'Health MOTs' a welcome measure to support emergency care services
Responding to NHS England chief executive Amanda Pritchard’s comments that frail patients will be given ‘health MOTs’ at A&Es Rory Deighton, director of the NHS Confederation’s Acute Network, said:
“We welcome any measures that will help take the pressure off our urgent and emergency care services as well as making sure patients are getting timely care in the best possible environment.
“These ‘health MOTs’ will allow staff to identify patients who do not need to be admitted to hospital and signpost them to specialist services. They form part of a range of measures health leaders and their teams have been introducing over the last few years to try to keep patients happy, healthy and out of hospital whenever possible.

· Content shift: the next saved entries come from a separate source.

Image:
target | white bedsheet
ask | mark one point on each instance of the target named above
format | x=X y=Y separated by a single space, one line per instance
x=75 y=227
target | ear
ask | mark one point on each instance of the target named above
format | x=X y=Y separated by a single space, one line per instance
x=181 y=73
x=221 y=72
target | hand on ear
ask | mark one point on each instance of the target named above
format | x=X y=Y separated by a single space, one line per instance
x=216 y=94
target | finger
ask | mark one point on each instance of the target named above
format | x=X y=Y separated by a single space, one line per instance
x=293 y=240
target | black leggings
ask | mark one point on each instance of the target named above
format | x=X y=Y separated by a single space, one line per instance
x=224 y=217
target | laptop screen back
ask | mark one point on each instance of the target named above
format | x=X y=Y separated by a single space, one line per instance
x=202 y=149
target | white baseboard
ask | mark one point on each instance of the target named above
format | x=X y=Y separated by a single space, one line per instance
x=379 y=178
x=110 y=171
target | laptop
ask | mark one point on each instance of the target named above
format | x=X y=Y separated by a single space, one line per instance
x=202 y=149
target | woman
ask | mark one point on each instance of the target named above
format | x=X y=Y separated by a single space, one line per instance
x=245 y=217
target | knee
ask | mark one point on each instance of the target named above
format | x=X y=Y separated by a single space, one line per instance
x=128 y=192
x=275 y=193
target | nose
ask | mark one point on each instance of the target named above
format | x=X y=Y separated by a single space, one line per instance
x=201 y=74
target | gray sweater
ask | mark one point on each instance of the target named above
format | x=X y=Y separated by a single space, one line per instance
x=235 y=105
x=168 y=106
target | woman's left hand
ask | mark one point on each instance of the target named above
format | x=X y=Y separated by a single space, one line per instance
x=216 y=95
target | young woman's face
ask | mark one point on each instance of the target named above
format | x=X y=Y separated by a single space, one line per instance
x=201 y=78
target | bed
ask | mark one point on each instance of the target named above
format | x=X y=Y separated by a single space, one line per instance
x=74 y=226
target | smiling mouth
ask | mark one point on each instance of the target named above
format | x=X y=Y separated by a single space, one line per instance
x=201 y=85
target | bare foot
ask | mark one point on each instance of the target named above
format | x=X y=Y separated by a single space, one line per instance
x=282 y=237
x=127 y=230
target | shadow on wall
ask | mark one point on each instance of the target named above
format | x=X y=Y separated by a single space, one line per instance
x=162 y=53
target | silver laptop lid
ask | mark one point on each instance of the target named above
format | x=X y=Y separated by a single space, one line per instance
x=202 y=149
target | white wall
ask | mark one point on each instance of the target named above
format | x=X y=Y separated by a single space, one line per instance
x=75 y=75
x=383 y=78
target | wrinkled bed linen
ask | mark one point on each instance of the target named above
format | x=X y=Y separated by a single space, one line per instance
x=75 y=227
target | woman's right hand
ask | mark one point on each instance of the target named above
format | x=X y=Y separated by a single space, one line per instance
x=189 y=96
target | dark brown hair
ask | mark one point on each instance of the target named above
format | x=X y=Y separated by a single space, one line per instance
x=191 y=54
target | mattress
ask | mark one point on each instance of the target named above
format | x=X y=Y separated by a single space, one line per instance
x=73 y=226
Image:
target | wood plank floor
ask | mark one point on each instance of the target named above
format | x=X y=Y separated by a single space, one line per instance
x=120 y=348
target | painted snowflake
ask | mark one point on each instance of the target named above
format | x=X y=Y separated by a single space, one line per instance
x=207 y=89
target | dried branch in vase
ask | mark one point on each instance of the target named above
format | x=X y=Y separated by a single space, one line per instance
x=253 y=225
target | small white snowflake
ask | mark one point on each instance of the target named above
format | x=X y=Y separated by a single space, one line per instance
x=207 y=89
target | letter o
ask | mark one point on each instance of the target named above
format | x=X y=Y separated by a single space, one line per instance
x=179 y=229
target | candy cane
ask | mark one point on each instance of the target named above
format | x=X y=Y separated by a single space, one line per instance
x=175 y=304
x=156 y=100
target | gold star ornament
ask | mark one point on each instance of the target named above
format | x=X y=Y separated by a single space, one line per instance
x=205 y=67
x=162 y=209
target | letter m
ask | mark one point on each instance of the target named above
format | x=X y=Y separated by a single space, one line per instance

“But while services like these are vital to helping ease the pressure on urgent and emergency care our members understand that the road to recovery will be long and difficult. The NHS has just been through one of its most difficult winters ever and still faces rising demand and the threat of ongoing industrial action. The combination of pressures has led to extremely long waits, corridor care and ambulance handover delays – care that would have been unthinkable a decade ago and that must not become the new normal.
“The NHS is also in a very tough financial position and faced with some very ambitious productivity and efficiency targets. Health leaders told us that they could be forced to cut clinical or administrative staff to balance their books. We remain concerned that short-term pressures could jeopardise long term ambitions to improve performance.”